I read Kerry Hudson’s remarkable Lowborn, which was hugely moving, and well balanced in terms of memoir vs reportage vs analysis. Because it covers those different aspects, however, and switches regularly between them, it doesn’t function fully as a memoir, in the way, for instance, that Jenny Diski’s Skating to Antarctica or Lorna Sage’s Bad Blood do, both of them treating difficult upbringings. This book is less immersive than either of those, less tainted with the smells and stains of that life. Too much of it is spent in the present, looking back – which makes sense, because this is a political book as much as a personal one, and Hudson is making clear, necessary points about Austerity, and about how many people still live today like she did, then. I spent a few days working with Hudson at a student writing course she was running a couple of years ago, and found her immensely kind and friendly. She comments in this book about the strain that fitting into a world so different from the one she knew puts on her, and this struck home. I am exactly the kind of person who presents the kinds of assumptions about the world that Hudson has to fight against. A brilliant book – but not, perhaps, a fully brilliant memoir. Could it be… could it be that Hudson hasn’t quite finished with her childhood? That there might be another book on it that wants to be written?
I rattled through a few Japanese books, for some reason. I’d tried but never fully got into Junichiro Tanizaki’s The Key, which is a brilliantly sardonic story about the erotic game a husband plays with his wife through writing a diary about their sex life that he then leaves around for her to read. It made me think, in a roundabout way, of Henry James’s The Golden Bowl, for its interplay of four familially/romantically linked characters – and then I read a new Penguin Modern Classic, Who Among Us? by Mario Benedetti, which is similar, in its take on the erotic dangers of a placid marriage, and is also told through documentary evidence (diary, letter, published short story), though this one treats a love triangle, rather than a love square.
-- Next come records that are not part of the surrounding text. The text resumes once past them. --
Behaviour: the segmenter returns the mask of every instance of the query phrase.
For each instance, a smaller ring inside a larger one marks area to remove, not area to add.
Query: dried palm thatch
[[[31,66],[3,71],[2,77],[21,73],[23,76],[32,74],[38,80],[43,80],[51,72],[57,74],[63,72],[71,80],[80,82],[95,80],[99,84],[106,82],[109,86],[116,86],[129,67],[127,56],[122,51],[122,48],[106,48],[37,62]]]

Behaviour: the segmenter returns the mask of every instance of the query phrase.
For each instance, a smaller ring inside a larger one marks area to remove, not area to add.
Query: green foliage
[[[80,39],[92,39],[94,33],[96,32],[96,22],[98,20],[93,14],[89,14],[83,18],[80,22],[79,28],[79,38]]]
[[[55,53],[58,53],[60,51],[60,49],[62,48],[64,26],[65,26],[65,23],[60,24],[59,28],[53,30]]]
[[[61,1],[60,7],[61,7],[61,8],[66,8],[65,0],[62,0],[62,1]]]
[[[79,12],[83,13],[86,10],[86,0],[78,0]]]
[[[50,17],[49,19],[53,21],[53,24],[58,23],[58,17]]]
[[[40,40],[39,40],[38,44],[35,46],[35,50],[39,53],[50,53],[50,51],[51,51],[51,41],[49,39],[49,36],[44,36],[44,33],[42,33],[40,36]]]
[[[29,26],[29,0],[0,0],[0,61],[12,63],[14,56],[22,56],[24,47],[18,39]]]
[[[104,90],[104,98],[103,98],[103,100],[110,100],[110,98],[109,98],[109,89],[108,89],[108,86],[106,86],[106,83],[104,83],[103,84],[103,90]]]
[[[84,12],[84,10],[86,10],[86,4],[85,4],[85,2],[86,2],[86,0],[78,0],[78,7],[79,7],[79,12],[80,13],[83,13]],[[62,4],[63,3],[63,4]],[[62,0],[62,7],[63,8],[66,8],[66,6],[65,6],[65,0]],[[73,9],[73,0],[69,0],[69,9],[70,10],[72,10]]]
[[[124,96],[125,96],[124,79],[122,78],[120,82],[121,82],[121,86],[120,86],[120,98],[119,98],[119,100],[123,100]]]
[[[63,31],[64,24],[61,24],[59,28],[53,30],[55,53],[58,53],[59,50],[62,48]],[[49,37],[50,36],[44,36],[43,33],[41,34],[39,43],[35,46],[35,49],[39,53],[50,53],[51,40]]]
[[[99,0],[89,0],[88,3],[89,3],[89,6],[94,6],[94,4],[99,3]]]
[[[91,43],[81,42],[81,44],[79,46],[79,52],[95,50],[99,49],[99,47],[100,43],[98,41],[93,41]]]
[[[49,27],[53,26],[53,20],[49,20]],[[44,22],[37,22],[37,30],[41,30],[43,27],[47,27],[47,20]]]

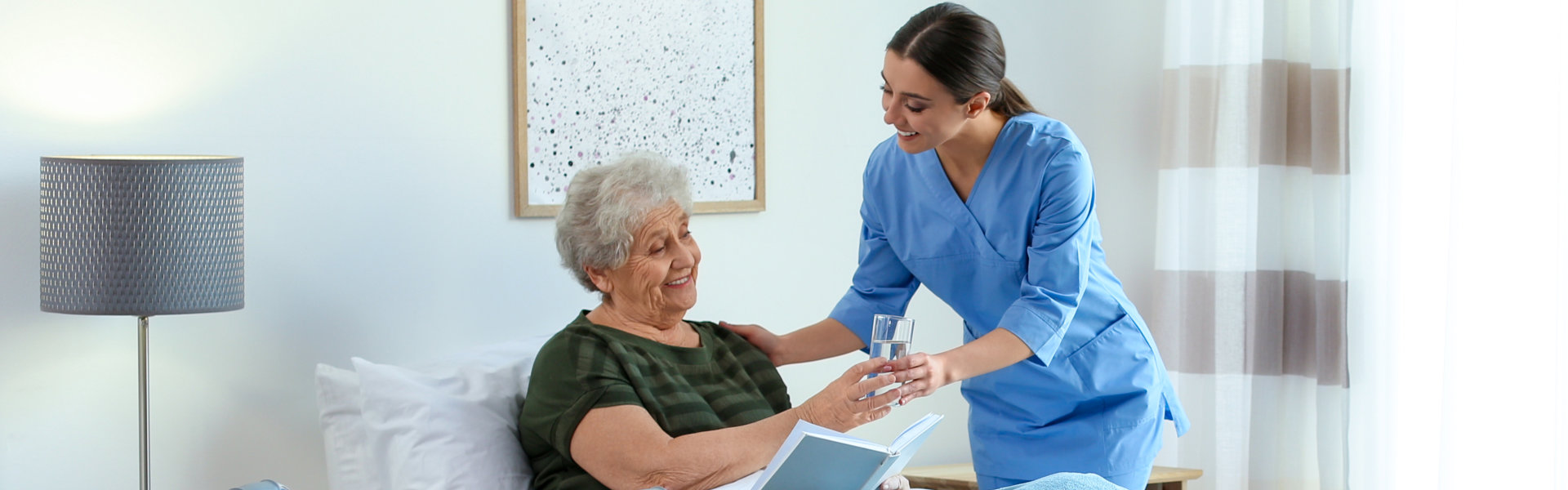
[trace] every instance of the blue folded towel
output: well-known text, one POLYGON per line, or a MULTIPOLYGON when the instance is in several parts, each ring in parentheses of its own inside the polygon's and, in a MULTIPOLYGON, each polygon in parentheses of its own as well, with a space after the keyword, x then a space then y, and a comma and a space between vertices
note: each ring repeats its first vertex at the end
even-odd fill
POLYGON ((241 487, 229 488, 229 490, 289 490, 289 487, 284 487, 282 484, 274 482, 274 481, 259 481, 259 482, 254 482, 254 484, 245 484, 241 487))
POLYGON ((1093 473, 1057 473, 1000 490, 1127 490, 1093 473))

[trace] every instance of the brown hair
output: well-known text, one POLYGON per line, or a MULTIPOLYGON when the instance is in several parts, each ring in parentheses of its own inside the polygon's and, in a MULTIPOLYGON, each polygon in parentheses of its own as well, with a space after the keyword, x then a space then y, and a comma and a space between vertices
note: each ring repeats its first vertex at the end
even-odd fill
POLYGON ((1007 80, 1007 50, 996 24, 963 5, 944 2, 914 14, 887 41, 887 50, 919 63, 960 104, 985 91, 991 93, 988 107, 1002 116, 1035 112, 1007 80))

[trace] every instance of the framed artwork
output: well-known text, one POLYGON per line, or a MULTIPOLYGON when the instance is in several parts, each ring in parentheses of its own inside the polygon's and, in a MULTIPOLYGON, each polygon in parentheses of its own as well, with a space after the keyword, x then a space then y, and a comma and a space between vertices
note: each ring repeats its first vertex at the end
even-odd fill
POLYGON ((762 0, 513 0, 513 210, 554 217, 627 151, 687 166, 696 212, 762 210, 762 0))

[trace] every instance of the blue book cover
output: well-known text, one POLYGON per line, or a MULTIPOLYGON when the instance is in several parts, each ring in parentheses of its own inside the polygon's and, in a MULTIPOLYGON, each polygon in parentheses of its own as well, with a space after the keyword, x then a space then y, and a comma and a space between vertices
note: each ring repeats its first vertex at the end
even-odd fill
POLYGON ((909 463, 942 419, 928 413, 891 446, 861 440, 806 421, 795 422, 753 490, 872 490, 909 463))

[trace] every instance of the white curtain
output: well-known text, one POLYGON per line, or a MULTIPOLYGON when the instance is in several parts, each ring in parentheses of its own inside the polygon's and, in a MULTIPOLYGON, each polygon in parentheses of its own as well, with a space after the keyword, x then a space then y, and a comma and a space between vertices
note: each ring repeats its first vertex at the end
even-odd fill
POLYGON ((1168 0, 1156 302, 1193 488, 1342 488, 1348 0, 1168 0))
POLYGON ((1568 8, 1353 17, 1350 485, 1568 488, 1568 8))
It’s quite excellent, and I won’t say anything more on it as I’d like to review it.
The NK Jemisin was read because I wanted to read some fantasy – it’s excellent, and ingeniously plotted. The Granta is there to represent the random readings that interweave all these ‘structured’ readings. Now I need to get back to Proust.
This month all these books are my own, or borrowed, except for Who Among Us? which came courtesy of Penguin. Many thanks!